VCS systems store specific “versions” of each file, with checkins labeled using (hopefully descriptive) messages. Better yet, VCS systems allow you to “tag” a specific state of the repository (e.g. to mark it for release as version “2.0”). The repository may be “reverted” to its status at any tag or after any checkin with only one (or a few) simple commands.
Unless all authors never edit the same file, merging changes between multiple authors becomes difficult, if not impossible.

Note

VCS systems allow multiple users to edit the same file, merging changes automatically (if made to separate parts of the file), or requesting the newest checkin to manually merge portions of the code that overlap.
No “sandboxing” of code – the moment that you edit the file it is changed in the cloud, making it impossible for one user to compile while another is actively editing and saving files (since they typically will not compile at every save).

Note

VCS systems allow you to save files to disk for compilation and testing, and only share the changes with others when you decide that the changes should be shared.
No simple “diff” capabilities, to see exactly what has changed in each file at any point in time.

Note

VCS systems all supply some kind of “diff” to allow quick comparison between versions of a code.

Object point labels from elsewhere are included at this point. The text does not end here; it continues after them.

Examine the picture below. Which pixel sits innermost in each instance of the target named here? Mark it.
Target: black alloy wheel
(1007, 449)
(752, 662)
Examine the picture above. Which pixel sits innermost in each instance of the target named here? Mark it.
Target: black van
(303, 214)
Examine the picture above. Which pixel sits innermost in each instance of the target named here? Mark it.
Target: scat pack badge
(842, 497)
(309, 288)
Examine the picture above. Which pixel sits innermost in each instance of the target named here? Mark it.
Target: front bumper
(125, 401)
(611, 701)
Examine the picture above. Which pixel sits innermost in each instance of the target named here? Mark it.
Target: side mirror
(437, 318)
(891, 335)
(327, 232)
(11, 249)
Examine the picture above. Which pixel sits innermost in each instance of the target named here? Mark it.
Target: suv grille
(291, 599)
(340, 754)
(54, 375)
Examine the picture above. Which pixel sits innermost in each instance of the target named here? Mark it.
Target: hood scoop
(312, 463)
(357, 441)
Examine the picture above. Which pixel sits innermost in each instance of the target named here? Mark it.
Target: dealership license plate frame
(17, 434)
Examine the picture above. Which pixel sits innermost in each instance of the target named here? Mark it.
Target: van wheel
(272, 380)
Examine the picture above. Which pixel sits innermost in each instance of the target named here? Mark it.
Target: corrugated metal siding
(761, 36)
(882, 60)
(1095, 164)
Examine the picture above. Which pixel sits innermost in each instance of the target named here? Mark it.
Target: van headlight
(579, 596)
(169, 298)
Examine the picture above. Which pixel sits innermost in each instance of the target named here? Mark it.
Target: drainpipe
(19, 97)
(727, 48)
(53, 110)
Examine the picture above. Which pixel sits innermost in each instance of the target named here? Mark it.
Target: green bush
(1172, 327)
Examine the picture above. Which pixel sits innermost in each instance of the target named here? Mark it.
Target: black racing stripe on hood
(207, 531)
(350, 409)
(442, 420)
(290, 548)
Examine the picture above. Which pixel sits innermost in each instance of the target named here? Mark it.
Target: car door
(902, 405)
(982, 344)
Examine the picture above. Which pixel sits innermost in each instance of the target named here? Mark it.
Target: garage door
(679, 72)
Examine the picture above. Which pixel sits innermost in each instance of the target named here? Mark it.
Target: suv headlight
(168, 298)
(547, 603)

All of that said, some people use a combination of a VCS and a cloud storage solution to get the benefits of both. For example, many smaller groups will set up a distributed version control system (Git or Mercurial) inside a Dropbox folder, that they can then share with other developers (for example, see this blog post). In this way, you can benefit from using the cloud to share files with others (Dropbox, Google Drive, etc.), while also benefiting from a VCS system for all of the options discussed above.

However, a big problem with the above cloud-based approach is that the client software needs to be installed on all machines where you plan to access the in-cloud repository. While you can certainly install these programs on your own computers, in general you cannot install them on shared clusters (like ManeFrame II). So if you do decide to use a customized cloud+VCS system, you’ll still need to manually copy your codes to/from ManeFrame II (or other shared clusters), and ensure that any updates to the repository and/or to files on ManeFrame II are manually merged back-and-forth.

In my experience, it’s much simpler (and just as free) to use a professional repository hosting service like Bitbucket.